Mini lobster roll
10 City Square, Charlestown. 617-242-1999. www.toddenglish.com
Todd English’s revived Charlestown restaurant still emphasizes big flavors, but a new focus is small plates. This was a particularly clever and tasty presentation — a perfect little lobster roll served with a jar of rich lobster-corn chowder and potato chips dusted with Old Bay.
Shrimp and grits
382 Highland Ave., Somerville. 617-718-6666. www.imwithmeat.com
This trendy dish has cropped up on menus all over town. Many of the versions disappoint, but not the one at Southern restaurant M3. The luxurious, creamy grits are topped with perfectly cooked shrimp, laced with cheese, and studded with okra. The dish is surprisingly, excellently spicy.
59 JFK St., Cambridge. 617-491-9851. www.parkcambridge.com
Mussels get the clam shack treatment. Freed from their shells, they are battered and fried into crisp, juicy bites, intermingled with sweet-tart pieces
of preserved lemon, also battered and fried. The mixture is served in an authentic cardboard carton, white with red stripes, with pungent horseradish dipping sauce on the side.
Uni Sashimi Bar
370 Commonwealth Ave., Boston. 617-536-7200. www.unisashimibar.com
Good ramen has been hard to come by in Boston, but that is beginning to change, thanks in part to Uni’s late-night ramen. Served Thursday through Saturday after 11 p.m., the steaming bowls of Japanese noodle soup come in two flavors. One is more traditional, with roast pork. The other, called umami ramen, features barbecue eel and a rich, intense broth. Both are wonderful.
Crema de platano
57 West Dedham St., Boston. 617-247-9249. www.vejigantesrestaurant.com
At this warm little Puerto Rican restaurant in the South End, the most warming thing on the menu is also one of the best: soup. The cream of plantain is comforting yet nuanced; there is a backbone of garlic, plus a pleasant sourness and complexity. It’s just the thing to get you through the Boston winter.
Grilled veal chop
1 Kendall Square, Cambridge. 617-945-0221. www.westbridgerestaurant.com
At one of my favorite new restaurants of the year, flavors don’t just coexist, they complement. A veal chop is perfectly grilled, but it is the combination of the meat with bits of dried olive and almond touched with brown sugar, with chard laced with candied orange peel, that makes it mind-blowingly delicious.

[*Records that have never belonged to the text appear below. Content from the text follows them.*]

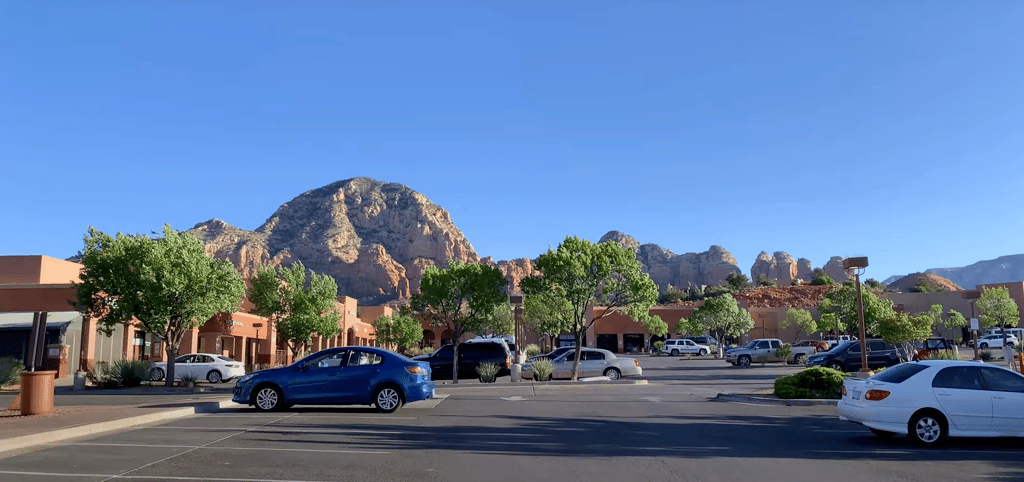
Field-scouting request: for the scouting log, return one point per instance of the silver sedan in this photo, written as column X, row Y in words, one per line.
column 593, row 362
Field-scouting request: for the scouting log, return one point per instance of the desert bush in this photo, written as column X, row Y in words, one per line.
column 10, row 370
column 943, row 355
column 543, row 368
column 487, row 371
column 816, row 382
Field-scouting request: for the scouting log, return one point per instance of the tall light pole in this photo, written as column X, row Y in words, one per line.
column 972, row 296
column 857, row 265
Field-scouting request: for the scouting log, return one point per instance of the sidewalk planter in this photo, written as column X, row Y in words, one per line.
column 37, row 392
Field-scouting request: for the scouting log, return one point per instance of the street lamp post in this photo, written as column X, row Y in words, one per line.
column 857, row 265
column 972, row 296
column 256, row 358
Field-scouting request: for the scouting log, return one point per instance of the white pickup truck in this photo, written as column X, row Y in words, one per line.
column 765, row 350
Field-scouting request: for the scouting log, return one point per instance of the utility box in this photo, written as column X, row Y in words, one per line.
column 56, row 359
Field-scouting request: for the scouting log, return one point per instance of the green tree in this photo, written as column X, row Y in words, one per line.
column 169, row 285
column 820, row 277
column 721, row 316
column 296, row 307
column 462, row 299
column 737, row 282
column 604, row 274
column 399, row 330
column 996, row 308
column 876, row 285
column 802, row 319
column 672, row 295
column 549, row 313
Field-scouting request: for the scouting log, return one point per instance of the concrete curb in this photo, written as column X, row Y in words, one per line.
column 771, row 400
column 60, row 435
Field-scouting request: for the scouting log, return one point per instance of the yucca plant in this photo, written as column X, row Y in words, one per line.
column 542, row 368
column 487, row 371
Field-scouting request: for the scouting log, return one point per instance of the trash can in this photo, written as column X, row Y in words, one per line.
column 37, row 392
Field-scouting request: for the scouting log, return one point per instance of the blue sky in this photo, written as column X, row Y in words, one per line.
column 891, row 130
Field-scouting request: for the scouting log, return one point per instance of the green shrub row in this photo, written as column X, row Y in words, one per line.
column 815, row 382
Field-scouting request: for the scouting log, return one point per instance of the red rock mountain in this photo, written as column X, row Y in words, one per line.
column 375, row 238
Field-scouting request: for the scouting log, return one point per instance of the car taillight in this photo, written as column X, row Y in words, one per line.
column 876, row 395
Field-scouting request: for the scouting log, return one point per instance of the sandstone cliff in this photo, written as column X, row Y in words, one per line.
column 683, row 271
column 374, row 238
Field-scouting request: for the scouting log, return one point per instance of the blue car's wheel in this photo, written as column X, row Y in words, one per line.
column 268, row 398
column 387, row 399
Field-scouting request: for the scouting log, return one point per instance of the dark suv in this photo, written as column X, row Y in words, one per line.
column 846, row 355
column 470, row 355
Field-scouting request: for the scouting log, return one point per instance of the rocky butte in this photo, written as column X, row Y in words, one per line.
column 376, row 238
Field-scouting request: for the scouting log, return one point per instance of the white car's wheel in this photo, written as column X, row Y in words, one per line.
column 927, row 428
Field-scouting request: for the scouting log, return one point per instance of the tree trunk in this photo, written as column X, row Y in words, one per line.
column 455, row 360
column 172, row 353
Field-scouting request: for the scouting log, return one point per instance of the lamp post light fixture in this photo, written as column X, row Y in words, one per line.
column 856, row 266
column 972, row 296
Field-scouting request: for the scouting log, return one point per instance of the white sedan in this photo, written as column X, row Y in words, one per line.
column 593, row 362
column 933, row 399
column 995, row 341
column 214, row 368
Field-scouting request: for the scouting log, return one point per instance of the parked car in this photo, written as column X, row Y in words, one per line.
column 593, row 362
column 470, row 356
column 995, row 341
column 701, row 340
column 924, row 349
column 930, row 400
column 553, row 353
column 765, row 350
column 213, row 368
column 818, row 345
column 684, row 346
column 846, row 356
column 360, row 376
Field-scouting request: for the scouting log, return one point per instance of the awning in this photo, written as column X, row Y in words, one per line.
column 54, row 319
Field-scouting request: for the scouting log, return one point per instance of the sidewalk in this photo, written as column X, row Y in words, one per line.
column 90, row 411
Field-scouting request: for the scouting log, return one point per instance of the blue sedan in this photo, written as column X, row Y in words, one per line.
column 339, row 377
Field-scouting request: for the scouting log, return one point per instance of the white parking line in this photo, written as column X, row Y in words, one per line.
column 217, row 448
column 153, row 477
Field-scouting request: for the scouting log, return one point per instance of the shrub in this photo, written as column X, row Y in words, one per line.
column 816, row 382
column 943, row 355
column 189, row 379
column 543, row 368
column 10, row 370
column 487, row 371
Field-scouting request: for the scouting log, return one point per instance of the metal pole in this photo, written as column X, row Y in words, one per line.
column 863, row 336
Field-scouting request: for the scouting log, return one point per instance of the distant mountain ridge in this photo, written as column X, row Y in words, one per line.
column 376, row 238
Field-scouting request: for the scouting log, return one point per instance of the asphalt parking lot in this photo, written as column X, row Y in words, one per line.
column 663, row 428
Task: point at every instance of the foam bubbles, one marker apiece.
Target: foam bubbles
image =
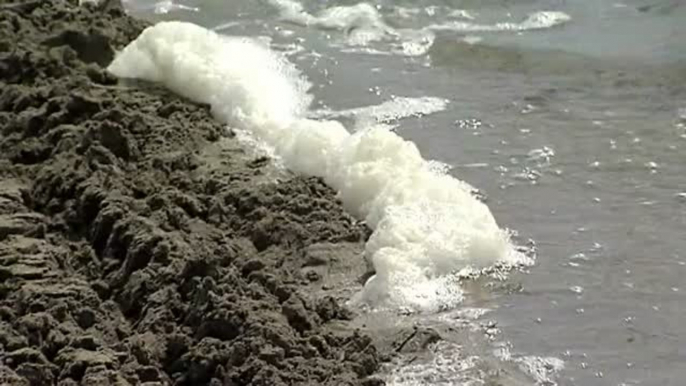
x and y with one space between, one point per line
427 225
537 20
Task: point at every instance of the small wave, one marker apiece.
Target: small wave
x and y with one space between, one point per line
362 22
389 111
538 20
426 225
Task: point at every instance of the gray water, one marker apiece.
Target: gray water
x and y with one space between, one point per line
576 134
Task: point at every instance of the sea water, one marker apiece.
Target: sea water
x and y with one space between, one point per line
568 116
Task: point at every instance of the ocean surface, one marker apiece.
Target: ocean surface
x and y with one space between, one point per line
569 117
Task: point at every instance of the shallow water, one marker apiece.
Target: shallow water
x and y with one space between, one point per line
576 133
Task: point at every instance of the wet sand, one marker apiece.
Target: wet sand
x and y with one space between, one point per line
141 244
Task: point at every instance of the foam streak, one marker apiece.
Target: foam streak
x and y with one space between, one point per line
426 224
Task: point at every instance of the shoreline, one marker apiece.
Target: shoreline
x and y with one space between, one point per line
140 243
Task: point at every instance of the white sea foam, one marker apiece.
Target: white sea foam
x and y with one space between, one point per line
426 225
537 20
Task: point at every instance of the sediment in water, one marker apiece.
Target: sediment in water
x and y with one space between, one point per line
139 243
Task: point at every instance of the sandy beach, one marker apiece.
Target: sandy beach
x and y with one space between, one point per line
140 243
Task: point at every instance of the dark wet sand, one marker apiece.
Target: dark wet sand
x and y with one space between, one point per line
139 244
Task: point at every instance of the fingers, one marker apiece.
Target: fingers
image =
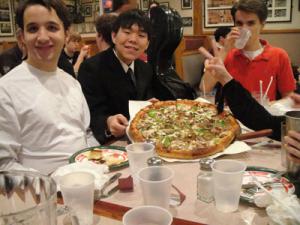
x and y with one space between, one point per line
153 100
296 99
292 143
205 53
215 47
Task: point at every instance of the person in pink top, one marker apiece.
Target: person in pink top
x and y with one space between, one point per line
257 64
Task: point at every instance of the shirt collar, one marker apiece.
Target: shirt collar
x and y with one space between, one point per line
124 65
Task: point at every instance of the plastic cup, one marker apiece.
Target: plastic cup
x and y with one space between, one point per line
78 193
227 182
147 215
264 101
138 153
283 151
243 39
156 182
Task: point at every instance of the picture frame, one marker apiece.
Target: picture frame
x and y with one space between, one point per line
217 13
187 21
6 19
186 4
279 11
144 4
86 1
88 10
165 4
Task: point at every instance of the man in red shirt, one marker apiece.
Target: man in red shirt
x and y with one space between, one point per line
258 63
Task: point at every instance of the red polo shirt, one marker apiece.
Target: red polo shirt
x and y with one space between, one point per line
271 62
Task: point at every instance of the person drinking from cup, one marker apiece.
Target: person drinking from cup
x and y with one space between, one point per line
43 113
247 110
257 64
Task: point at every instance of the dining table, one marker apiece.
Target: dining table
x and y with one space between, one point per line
193 211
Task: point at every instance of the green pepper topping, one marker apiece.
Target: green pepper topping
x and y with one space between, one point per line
152 113
221 123
166 141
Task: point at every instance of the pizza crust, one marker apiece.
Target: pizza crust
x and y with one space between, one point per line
232 130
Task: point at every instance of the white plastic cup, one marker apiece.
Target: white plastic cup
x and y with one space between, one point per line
78 194
138 153
283 151
243 39
156 182
147 215
227 182
259 97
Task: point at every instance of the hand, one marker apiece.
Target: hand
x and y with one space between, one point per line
153 100
296 98
217 70
84 52
230 39
117 125
292 144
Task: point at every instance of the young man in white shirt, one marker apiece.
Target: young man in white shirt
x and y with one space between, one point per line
43 113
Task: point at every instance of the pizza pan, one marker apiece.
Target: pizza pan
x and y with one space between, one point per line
113 153
271 179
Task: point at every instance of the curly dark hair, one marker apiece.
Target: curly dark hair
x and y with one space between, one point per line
58 6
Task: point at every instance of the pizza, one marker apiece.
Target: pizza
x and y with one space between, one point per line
184 129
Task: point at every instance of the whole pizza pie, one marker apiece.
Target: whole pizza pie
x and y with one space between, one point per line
184 129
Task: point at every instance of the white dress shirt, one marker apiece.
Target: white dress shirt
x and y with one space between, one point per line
43 118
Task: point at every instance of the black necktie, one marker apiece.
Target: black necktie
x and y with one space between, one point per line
131 75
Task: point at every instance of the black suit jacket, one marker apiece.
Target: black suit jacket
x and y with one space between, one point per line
108 88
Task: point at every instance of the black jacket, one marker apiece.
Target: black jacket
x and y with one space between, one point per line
108 89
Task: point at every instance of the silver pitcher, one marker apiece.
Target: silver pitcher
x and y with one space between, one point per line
28 198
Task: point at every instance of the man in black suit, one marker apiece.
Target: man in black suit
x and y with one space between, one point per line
107 82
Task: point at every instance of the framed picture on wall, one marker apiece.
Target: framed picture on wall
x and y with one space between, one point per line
86 1
6 18
144 4
187 21
164 3
217 13
186 4
279 10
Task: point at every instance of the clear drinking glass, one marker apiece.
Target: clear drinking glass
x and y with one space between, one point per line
27 198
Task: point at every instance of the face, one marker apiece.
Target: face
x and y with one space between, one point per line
44 37
130 43
251 22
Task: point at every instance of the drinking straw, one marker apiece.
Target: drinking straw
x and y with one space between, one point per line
277 199
260 91
204 91
269 85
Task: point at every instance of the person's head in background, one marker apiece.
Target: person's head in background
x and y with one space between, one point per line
73 43
220 35
120 6
130 35
152 3
104 24
250 14
44 25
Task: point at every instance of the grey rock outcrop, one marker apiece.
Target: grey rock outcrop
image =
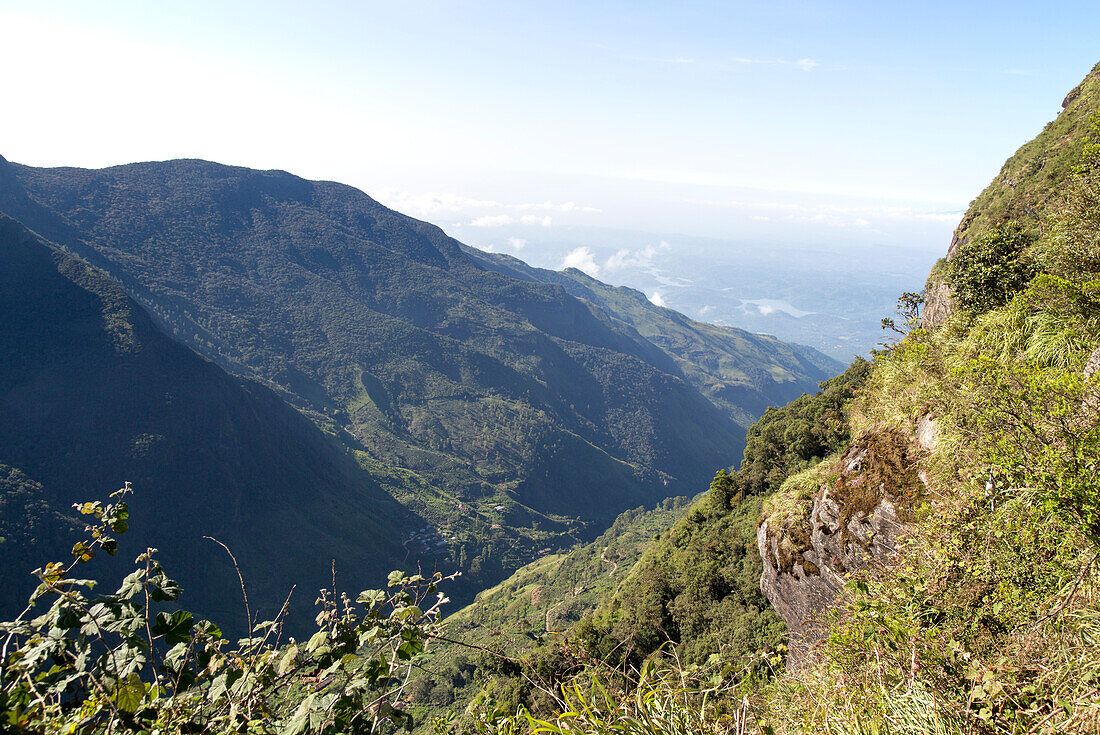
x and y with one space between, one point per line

315 Shawmut Ave., Boston. 857-350-4450. www.yakitorizai.com
Many dishes make me thankful at this Japanese restaurant one might actually find in Japan. It specializes in skewers of chicken parts and more cooked over charcoal. But it seems fitting to conclude with dessert. At Yakitori Zai, that’s annin dofu. This isn’t tofu but a panna cotta-like custard, made with agar agar rather than gelatin. Wobbly, rich with cream, lightly almond flavored, it is a perfect, cooling end to a meal.